Requirements of Directors in Indonesia
Every company based in Indonesia is to have at least one director. Companies which have more than one director are to select one of these directors for the role of president director of the company. The president directors, as is implied, is the leader of the directors. The liabilities and responsibilities of all of an Indonesian company’s directors are to be determined by using the methods of common corporate structures in Indonesia. In many situations, such determinations are made during a GMS.
Responsibilities of Directors
Directors are to be the legal representatives of a company. The manner in which they are to do so will be specified in the company’s articles of association. A director of an Indonesian company also has certain important responsibilities to be fulfilled. Among these responsibilities are the following: filing of compliances, submission of financial statements, preparation of an annual work plan before the beginning of a company’s fiscal year, signing of contracts between third parties and the company, management of the company’s bank account, submission of the company’s financial statement and yearly report, and maintenance of the list of shareholders as well as the minutes of any GMS. However, a non-resident director is not permitted to sign documents on the company’s behalf. Only directors who are residents of Indonesia may do so.
Liabilities of Commissioners and Directors in an Indonesian Limited Liability Company
In any limited liability company, those who are to take responsibility for liabilities will have these liabilities divided in such a way so as to provide fair outcomes for all. For this reason, commissioners and directors are both saddled with different liabilities in an Indonesian limited liability company.
The liabilities of the members of the board of commissioners are specified in Article 108, Paragraph (1) of the Company Law If the company were to suffer financial losses, the commissioners who were directly involved with those losses will be held accountable if it can be determined that they conducted their duties in a manner which was negligent, irresponsible, unethical, or contrary to the stipulations specified in the company’s articles of association. In cases which see more than one director being at fault, this liability is to be imposed equally and jointly upon each commissioner concerned. However, if there is sufficient evidence that the commissioners carried out their supervisory duties in the company’s best interest and in accordance with the company’s business objectives, they do not have any vested interests in the board of directors’ actions, and they provided the board of directors advice to prevent losses from occurring, then the commissioners will not be held liable for the losses.
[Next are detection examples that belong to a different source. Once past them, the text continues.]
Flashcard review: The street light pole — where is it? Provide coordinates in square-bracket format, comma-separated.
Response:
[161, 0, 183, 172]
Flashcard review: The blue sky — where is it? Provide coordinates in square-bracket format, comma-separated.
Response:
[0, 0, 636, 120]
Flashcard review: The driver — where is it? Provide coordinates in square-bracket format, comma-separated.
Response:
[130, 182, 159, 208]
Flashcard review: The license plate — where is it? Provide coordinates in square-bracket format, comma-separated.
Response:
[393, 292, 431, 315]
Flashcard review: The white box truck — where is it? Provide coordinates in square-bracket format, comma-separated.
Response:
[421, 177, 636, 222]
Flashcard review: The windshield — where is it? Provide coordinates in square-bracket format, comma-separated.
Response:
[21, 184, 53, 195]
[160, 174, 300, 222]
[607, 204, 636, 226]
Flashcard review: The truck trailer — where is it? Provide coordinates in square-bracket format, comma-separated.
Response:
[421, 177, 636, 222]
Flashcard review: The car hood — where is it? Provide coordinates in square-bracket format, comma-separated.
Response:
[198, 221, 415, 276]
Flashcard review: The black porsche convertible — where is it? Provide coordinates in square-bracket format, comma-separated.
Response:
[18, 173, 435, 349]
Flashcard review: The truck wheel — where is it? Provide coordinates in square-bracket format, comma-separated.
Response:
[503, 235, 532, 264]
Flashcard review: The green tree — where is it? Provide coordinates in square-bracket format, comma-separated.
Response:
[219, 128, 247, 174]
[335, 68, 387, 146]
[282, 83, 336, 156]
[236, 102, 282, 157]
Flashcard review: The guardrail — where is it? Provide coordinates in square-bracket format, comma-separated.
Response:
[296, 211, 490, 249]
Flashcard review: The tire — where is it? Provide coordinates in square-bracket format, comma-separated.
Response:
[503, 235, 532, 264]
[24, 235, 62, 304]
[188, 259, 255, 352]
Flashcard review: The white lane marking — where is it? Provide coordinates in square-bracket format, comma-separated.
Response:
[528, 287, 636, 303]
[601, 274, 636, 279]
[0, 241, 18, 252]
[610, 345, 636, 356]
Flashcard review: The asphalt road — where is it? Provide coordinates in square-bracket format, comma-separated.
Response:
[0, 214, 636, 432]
The liabilities of the members of the board of directors are specified in Article 97, Paragraph (3) of the Company Law. They are determined in a similar way as the liabilities of commissioners. If it can be proven that directors who were directly involved with the financial losses of a company acted in a way which could be deemed to have been objectionable and contrary to the goals of the company, they will be made liable for these losses. Similar to the rules regarding liabilities imposed on commissioners, when multiple directors are to blame for the losses suffered by the company, all directors involved are to have the liability imposed equally and jointly upon them. However, if there is sufficient evidence that the financial losses suffered by the company were not caused by the negligence or poor judgement of the directors, the directors carried out their managerial duties in the company’s best interest and in accordance with the company’s business objectives, they do not have any conflict of interest with regard to the managerial actions which directly led to the financial losses, and they attempted to prevent the financial losses concerned from taking place, then the directors will not be held liable for the losses.
In any case, if your company has been enduring financial hardship, regardless of whose fault the losses were, you should contact us at Paul Hype Page & Co. We will help your company overcome any losses previously suffered by helping you formulate a sound financial plan. This plan should lead your company to improved profit levels so that it will once again earn revenue that will benefit both you and your company alike.
Competent and responsible directors and commissioners are important in leading any Indonesian company to success, whether financially or otherwise. The board of directors and board of commissioners ought to work together to ensure the continued well-being of the company. By doing so, the company will become stronger, more profitable, and more respected by the public. Furthermore, the tasks that can only be performed by commissioners and directors are crucial to the company’s success. Thus, even though their roles may differ, commissioners and directors are equally important to any company in Indonesia.